Why you shouldn’t ignore it:
Normally the pain will ease off within a few days or weeks but it’s always a good idea to see a specialist to double check, especially if you’re in a lot of pain. Back pain is something people tend to ignore, blaming stress, bad posture or a bad night’s sleep as the cause. The ‘ignorance is bliss’ mantra should not be applied, however, if you have chest pain, trouble staying balanced, shooting pains from your back to other parts of your body, or bowel and bladder issues. Pain radiating from your back to another part of your body can sometimes mean there is a trapped nerve or nerve irritation. It’s important to visit a specialist to solve the problem, as ignoring it could cause permanent damage.

Hot flashes

What it is:
Hot flashes (or flushes) are one of the most common symptoms of menopause. Not all women experience them, but most do. Three out of every four menopausal women have hot flashes, the NHS found. Women have described them as a feeling of intense warmth that quickly creeps up on you, spreads across the entirety of your body, and seems to last forever.

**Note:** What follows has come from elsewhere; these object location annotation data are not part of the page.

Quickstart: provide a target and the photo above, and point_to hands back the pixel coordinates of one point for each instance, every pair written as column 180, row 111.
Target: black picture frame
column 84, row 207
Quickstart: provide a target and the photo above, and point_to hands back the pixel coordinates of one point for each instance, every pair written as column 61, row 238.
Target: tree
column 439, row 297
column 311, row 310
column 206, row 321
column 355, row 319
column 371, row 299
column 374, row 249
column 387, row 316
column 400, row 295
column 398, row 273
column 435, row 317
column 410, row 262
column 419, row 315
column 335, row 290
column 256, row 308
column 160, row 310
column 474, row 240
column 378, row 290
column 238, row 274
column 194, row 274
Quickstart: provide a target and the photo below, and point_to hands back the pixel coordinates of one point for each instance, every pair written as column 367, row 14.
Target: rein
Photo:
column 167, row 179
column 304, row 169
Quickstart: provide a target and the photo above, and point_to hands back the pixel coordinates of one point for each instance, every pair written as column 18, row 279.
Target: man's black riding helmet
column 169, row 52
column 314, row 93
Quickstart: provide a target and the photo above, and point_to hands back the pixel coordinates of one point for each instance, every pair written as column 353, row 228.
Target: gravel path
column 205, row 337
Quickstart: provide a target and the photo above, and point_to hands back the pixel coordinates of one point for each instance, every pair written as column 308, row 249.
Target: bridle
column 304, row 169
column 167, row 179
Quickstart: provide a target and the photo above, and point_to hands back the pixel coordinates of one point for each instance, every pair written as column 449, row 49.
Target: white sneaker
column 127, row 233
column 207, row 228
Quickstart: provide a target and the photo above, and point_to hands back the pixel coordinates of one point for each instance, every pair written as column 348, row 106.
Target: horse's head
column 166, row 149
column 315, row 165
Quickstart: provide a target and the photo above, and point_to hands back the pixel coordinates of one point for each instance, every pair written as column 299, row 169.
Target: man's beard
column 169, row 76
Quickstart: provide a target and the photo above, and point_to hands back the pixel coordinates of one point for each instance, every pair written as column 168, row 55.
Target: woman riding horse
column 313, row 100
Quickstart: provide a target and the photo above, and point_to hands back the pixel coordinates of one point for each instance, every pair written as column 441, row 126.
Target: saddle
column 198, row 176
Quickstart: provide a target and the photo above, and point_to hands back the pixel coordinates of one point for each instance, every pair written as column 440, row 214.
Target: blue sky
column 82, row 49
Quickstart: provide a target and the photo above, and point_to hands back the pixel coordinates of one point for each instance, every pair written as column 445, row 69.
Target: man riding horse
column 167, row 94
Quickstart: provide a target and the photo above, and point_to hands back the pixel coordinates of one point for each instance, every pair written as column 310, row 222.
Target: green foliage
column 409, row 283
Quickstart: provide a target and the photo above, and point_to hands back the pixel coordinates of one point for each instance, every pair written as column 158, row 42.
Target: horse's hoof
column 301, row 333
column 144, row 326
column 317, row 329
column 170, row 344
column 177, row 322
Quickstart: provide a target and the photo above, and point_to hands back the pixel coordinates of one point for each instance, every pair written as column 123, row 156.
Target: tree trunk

Others say they don’t really bother them at all. They can happen at any point of the day, without warning, but well-known triggers are stress, drinking alcohol or coffee, and eating spicy foods.

Why you shouldn’t ignore it:
Generally they’re a harmless symptom of ‘that time’ in a woman’s life, but very occasionally they may be a sign of a blood cancer or carcinoid (type of tumour). See your doctor if you feel fatigued, weak, have diarrhoea or have lost weight, in addition to hot flashes.